Temple block

Modern wooden temple blocks from industrial production with beater
Street musicians with Big Drum and Granite Blocks (in the foreground) during Carnival of Basel 2013

The temple block is a percussion instrument originating in China, Japan and Korea where it is used in religious ceremonies.

It is a carved hollow wooden instrument with a large slit. In its traditional form, the wooden fish, the shape is somewhat bulbous; modern instruments are also used which are rectangular in shape. Several blocks of varying sizes are often used together to give a variety of pitches. In Western music, their use can be traced back to early jazz drummers, and they are not uncommon in modern orchestral music, where they are also called dragons' mouths.
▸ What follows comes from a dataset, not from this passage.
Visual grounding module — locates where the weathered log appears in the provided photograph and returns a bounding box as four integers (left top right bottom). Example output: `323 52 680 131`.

Its sound is similar to that of the wood block, although temple blocks have a darker, more "hollow" timbre.

It can be clearly heard in Leroy Anderson's The Syncopated Clock and is also used in Olivier Messiaen's only symphony, Turangalîla, and his only opera, Saint-François d'Assise. Harrison Birtwistle calls for 4 temple blocks in his 2008 opera The Minotaur, Magnus Lindberg calls for 5 in Seht die Sonne and Pierre Boulez for one in Notations I-IV. Leonard Bernstein, George Benjamin and David Horne also used it in their compositions. Rush's songs Xanadu from their 1977 album A Farewell To Kings and The Trees from their 1978 album Hemispheres also use temple blocks - the blocks that Neil Peart is striking in these tracks can be heard very clearly.
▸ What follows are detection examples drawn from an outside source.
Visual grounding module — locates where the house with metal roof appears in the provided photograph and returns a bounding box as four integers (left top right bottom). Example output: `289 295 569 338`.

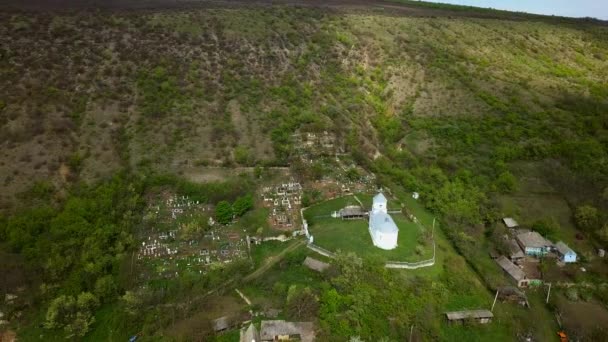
555 241 576 263
369 193 399 250
303 257 330 272
445 310 494 324
502 217 519 228
517 232 553 256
An updated version of traditional wooden temple blocks are so-called granite blocks, however not made of stone, but of waterproof plastic, and therefore often used instead of actual temple blocks e.g. by street orchestras, in that case usually mounted on a portable frame, either rolled on wheels or carried by the player on his or her shoulders while playing, as shown on the picture from the Carnival of Basel in 2013.